Before he became pope, as archbishop of Buenos Aires, the former Cardinal Jorge Mario Bergoglio celebrated the ritual foot-washing in jails, hospitals or hospices – part of his ministry to the poorest and most marginalized of society. He often involved women. Photographs show him washing the feet of a woman holding her newborn child in her arms.

That Francis would include women in his inaugural Holy Thursday Mass as pope was remarkable, however, given that current liturgical rules exclude women.

Canon lawyer Edward Peters, who is an adviser to the Holy See’s top court, noted in a blog that the Congregation for Divine Worship sent a letter to bishops in 1988 making clear that “the washing of the feet of chosen men … represents the service and charity of Christ, who came ‘not to be served, but to serve.’ ”
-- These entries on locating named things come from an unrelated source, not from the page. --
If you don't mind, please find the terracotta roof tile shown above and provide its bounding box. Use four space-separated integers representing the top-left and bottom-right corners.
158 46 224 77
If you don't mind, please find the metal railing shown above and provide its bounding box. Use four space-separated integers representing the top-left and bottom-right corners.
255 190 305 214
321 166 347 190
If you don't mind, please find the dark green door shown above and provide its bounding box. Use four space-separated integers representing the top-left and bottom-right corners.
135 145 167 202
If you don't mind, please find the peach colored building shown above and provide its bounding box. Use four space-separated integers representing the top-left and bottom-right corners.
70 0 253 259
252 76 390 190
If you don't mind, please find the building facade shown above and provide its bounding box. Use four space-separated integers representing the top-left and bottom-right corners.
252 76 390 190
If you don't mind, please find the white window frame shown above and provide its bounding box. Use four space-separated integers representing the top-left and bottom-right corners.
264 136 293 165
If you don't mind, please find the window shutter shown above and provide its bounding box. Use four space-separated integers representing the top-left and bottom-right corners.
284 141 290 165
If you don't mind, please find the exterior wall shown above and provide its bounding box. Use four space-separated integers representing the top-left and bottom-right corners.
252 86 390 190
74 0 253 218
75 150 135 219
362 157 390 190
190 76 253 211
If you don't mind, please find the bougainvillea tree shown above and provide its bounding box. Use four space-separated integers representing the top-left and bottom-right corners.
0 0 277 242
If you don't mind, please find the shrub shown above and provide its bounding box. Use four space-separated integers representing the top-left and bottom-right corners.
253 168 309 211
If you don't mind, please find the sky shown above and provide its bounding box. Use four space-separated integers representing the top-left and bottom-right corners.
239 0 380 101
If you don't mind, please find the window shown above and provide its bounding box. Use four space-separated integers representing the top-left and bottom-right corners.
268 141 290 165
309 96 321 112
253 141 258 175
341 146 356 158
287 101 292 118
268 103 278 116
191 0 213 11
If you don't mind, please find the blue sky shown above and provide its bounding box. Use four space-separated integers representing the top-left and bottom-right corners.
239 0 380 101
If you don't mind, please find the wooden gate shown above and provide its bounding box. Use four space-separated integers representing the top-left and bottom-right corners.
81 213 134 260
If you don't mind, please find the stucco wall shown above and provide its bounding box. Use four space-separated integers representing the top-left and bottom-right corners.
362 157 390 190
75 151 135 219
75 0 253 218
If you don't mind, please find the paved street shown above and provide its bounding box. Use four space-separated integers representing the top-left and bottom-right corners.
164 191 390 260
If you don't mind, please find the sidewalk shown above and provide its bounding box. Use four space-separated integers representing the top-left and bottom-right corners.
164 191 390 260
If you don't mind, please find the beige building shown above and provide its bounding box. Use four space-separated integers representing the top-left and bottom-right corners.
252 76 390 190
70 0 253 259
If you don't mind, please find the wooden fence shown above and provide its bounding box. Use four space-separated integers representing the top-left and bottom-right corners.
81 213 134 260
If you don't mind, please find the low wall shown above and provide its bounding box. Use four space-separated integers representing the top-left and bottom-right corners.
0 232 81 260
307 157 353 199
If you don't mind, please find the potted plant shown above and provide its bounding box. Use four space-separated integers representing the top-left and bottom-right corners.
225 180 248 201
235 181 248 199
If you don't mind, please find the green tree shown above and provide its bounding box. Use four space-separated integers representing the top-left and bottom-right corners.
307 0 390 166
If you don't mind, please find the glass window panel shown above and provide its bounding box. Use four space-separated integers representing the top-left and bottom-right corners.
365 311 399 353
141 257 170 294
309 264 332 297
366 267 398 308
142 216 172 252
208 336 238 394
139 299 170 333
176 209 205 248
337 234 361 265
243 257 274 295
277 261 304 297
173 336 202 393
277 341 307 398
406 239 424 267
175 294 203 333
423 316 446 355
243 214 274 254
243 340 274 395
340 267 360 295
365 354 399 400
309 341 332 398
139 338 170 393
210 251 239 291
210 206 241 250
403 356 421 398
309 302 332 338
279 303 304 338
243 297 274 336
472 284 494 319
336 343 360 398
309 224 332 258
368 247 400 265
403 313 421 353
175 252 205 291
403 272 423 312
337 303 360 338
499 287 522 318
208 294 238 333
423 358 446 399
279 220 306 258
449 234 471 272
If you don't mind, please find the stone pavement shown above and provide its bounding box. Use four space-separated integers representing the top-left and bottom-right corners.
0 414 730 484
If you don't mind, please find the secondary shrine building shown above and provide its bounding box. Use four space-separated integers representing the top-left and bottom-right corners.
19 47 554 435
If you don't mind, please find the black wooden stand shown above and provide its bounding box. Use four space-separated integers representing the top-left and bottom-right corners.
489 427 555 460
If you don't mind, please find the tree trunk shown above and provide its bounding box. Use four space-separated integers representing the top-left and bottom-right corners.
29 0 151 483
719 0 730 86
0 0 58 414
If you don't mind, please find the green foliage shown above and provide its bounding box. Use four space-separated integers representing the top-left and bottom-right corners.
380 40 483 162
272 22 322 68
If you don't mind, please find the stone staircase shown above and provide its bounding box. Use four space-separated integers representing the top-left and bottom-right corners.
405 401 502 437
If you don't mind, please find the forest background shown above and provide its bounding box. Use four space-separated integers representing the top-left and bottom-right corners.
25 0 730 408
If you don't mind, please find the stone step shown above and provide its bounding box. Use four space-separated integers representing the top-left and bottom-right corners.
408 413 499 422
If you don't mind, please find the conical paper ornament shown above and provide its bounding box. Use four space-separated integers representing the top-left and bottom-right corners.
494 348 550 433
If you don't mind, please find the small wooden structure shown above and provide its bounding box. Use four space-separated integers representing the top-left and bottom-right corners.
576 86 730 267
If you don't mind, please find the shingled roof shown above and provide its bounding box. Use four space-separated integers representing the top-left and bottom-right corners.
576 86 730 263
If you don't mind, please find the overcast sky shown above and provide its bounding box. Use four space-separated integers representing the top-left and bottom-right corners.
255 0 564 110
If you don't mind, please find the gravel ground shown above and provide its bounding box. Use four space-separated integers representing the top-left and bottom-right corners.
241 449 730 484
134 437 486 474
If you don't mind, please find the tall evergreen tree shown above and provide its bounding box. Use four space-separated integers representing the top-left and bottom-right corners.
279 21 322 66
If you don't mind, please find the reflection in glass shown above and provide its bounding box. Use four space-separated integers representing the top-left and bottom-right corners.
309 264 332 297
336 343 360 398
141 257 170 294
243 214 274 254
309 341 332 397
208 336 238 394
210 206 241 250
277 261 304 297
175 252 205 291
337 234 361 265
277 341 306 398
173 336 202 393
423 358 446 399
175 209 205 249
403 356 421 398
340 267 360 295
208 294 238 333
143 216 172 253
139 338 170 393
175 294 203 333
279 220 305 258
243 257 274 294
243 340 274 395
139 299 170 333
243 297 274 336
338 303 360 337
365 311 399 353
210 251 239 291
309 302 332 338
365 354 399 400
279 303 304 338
While bishops have successfully petitioned Rome over the years for an exemption to allow women to participate, the rules on the issue are clear, Peters said.

“By disregarding his own law in this matter, Francis violates, of course, no divine directive,” Peters wrote. “What he does do, I fear, is set a questionable example.”

The Vatican spokesman, the Rev. Federico Lombardi, said he didn’t want to wade into a canonical dispute over the matter. However, he noted that in a “grand solemn celebration” of the rite, only men are included because Christ washed the feet of his 12 apostles, all of whom were male.

“Here, the rite was for a small, unique community made up also of women,” Lombardi wrote in an email. “Excluding the girls would have been inopportune in light of the simple aim of communicating a message of love to all, in a group that certainly didn’t include experts on liturgical rules.”